Baptism: A Symbolic Beginning
Tuesday, September 27, 2011Tweet
I've mentioned before how awesome our parish priest is. His homilies are clear and accessible while being incredibly challenging and thought-provoking. He puts a strong emphasis on the importance of community and building the Kingdom of God on earth rather than simply following a prescribed set of rules and then waiting to get into heaven. And he treats the Mass as a sacred celebration rather than a magical incantation, which means he's not afraid of occasionally speaking "off-script," such as telling us which themes to listen for in the readings or poking fun at himself if he has to stop and check what he's supposed to say next.
This past weekend there was a baptism at one of the Masses I was at, and I loved the approach our priest took, so I wanted to share my thoughts.

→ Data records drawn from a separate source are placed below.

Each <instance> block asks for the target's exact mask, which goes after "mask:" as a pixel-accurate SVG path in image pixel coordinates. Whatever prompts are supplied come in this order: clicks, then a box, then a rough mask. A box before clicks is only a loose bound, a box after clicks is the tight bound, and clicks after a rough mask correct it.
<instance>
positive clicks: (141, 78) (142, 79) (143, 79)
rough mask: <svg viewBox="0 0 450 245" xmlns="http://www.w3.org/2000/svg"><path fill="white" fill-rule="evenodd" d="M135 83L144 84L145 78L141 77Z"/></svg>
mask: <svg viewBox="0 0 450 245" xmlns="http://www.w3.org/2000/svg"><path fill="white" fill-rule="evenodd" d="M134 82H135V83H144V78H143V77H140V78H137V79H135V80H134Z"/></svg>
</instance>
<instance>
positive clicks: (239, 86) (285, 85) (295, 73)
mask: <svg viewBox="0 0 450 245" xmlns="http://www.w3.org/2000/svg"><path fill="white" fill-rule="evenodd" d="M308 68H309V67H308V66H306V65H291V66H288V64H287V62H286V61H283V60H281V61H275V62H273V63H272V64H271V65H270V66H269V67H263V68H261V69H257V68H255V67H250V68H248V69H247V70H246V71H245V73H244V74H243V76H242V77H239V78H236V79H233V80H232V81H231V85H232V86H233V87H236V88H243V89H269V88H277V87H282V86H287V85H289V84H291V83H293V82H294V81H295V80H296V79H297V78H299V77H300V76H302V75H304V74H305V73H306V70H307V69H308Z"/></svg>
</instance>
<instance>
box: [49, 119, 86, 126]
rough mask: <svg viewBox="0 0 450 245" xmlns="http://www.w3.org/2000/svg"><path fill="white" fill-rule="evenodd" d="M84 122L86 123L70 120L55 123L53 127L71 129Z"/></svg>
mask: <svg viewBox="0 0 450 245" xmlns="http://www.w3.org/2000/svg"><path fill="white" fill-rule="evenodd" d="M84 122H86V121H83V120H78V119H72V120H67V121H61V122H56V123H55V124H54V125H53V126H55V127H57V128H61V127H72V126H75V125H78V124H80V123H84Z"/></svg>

He emphasized baptism as the moment that we welcome a new person into our community. He explained each of the symbols of baptism in turn -- the water, the chrism, the white cloth, the candle -- and where we see these symbols again in some of the other sacraments. I especially loved when he talked about the water as part of our life: We drink it, we cook with it, we wash our clothes with it, we wash ourselves with it, and we're largely made up of it, so it makes sense that we would use it to symbolize life, as in the beginning of life in the church community.
What I loved about this is that he clearly recognized baptism for what it is: a symbolic ritual.
I think some people are turned off by the idea of baptism when it's presented as some kind of "magic water" that is going to make someone into a good person or a "Christian," whatever your definition of that is. Obviously that is not the case, and I can see how a person might be cynical if he or she was baptized and no longer believes in God.
But our priest didn't treat it like a magical ritual that was saving the soul of the child he was baptizing. He emphasized each of the symbols that we as humans use to indicate that we are welcoming a new person into our community. And then he made it clear that it is the responsibility of the community to teach this new member about our faith.
This is what I mean about our priest. He doesn't let us off the hook. He doesn't take the attitude that if you receive the sacraments and come to Mass every week, then you're good to go. He is much more concerned about how we interact with each other, how we treat each other and teach each other and everyone who is not part of our church community.
That resonated with me as someone who doesn't see the Christian life as a series of rules, but as a model of love for our time on earth.
Before I wrap this up, I want to share a great analogy I once heard about Catholic baptism. Someone wanted to know why we baptize babies (i.e., welcome them into the church) right after they're born, but if an adult wants to become a member of the church, they have to go through lots of classes.
This writer explained that when his daughter was born, he and his wife welcomed her into the family without question. She was dependent on them for her physical needs and also for learning about the world. On the other hand, when her daughter found a man she wanted to marry, they weren't ready to welcome him into the family without knowing anything about him first. He was an independent adult who could articulate his thoughts and beliefs. They wanted to take some time to get to know him and introduce him to their family before they could love him like a son.
And so it is with baptism: the Catholic church treats babies and adults differently.
In some faiths, I know, baptism is more of a declaration of your belief (at an age when you're able to do so) than a ritual to become part of a church community. How do you personally view baptism?